Data Sovereignty — Orange Pill Wiki
CONCEPT

Data Sovereignty

The principle — advanced by indigenous movements and developed within Escobar's pluriversal framework — that communities retain governance rights over the data, knowledge, and cultural expressions that AI systems extract from them as raw material.

Data sovereignty names a specific gap in the current AI architecture. The training data on which models are built includes knowledge produced by communities that did not consent to its inclusion, do not benefit from its use, and exercise no governance over the systems that incorporate it. Indigenous ecological knowledge, traditional cultural expressions, locally produced content in languages whose speakers the models' governance structures do not include — all of this enters the training pipeline as raw material rather than as intellectual contribution. Data sovereignty frameworks would establish that communal knowledge is a contribution entitled to recognition, compensation, and governance rights.

In the AI Story

Hedcut illustration for Data Sovereignty
Data Sovereignty

The concept emerged most forcefully from indigenous movements, particularly the First Nations Information Governance Centre in Canada, which developed the OCAP principles (Ownership, Control, Access, and Possession) for indigenous data governance. Te Mana Raraunga in Aotearoa/New Zealand has developed a parallel framework for Māori data sovereignty. The CARE Principles (Collective benefit, Authority to control, Responsibility, Ethics), developed by the Global Indigenous Data Alliance, explicitly complement the FAIR Principles (Findable, Accessible, Interoperable, Reusable) by asserting that data practices must serve communities and respect their self-determination.

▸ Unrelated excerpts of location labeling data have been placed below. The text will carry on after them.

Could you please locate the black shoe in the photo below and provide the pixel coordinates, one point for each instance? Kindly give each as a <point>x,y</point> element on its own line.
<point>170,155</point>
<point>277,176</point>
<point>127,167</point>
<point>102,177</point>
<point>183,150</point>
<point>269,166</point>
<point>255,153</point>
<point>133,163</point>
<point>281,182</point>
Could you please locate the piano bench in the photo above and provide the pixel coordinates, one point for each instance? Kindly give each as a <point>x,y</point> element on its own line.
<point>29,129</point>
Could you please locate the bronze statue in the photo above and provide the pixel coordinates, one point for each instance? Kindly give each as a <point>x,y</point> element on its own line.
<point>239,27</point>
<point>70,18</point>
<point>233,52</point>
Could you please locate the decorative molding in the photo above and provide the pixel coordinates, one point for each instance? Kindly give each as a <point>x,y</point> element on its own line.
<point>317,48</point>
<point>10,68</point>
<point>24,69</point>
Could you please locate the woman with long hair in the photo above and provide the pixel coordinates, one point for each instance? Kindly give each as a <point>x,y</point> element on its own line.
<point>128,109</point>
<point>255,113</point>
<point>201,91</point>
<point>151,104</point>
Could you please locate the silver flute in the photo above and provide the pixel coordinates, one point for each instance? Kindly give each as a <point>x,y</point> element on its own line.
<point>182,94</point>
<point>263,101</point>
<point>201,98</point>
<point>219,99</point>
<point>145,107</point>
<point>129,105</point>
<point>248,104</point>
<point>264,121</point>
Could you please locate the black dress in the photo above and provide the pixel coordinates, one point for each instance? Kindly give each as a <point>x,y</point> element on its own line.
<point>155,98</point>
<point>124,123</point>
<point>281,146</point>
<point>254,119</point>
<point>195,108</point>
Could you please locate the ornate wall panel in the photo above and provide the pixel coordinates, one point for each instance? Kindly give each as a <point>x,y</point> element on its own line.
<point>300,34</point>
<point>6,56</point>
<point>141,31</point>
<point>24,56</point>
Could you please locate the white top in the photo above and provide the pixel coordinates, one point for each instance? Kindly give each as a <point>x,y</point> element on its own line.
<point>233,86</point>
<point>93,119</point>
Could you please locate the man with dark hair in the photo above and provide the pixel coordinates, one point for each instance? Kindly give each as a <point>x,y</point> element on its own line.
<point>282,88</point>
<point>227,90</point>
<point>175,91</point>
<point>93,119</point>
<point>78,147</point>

The relevance to AI is direct. Large language models are trained on corpora that include vast quantities of community-generated content: indigenous language documentation, traditional knowledge in oral histories transcribed by anthropologists, cultural expressions published in journals and books without community consent. The aggregation of this material into training data does not obliterate the underlying communities' interests in how their knowledge is represented and used. But the current AI architecture has no mechanism for recognizing those interests — no process for consent, no framework for compensation, no governance structure for ongoing oversight.

Escobar's framework positions data sovereignty as an essential component of pluriversal AI, not an optional addition. If AI systems encode the epistemology of their training data, then the question of who controls the training data is the question of which worlds the system sustains. A data sovereignty framework that recognizes communal knowledge as a contribution entitled to governance rights would shift the structure of AI development fundamentally: from extraction of raw material to collaboration with contributing communities, from one-way distribution of tools to two-way negotiation of terms.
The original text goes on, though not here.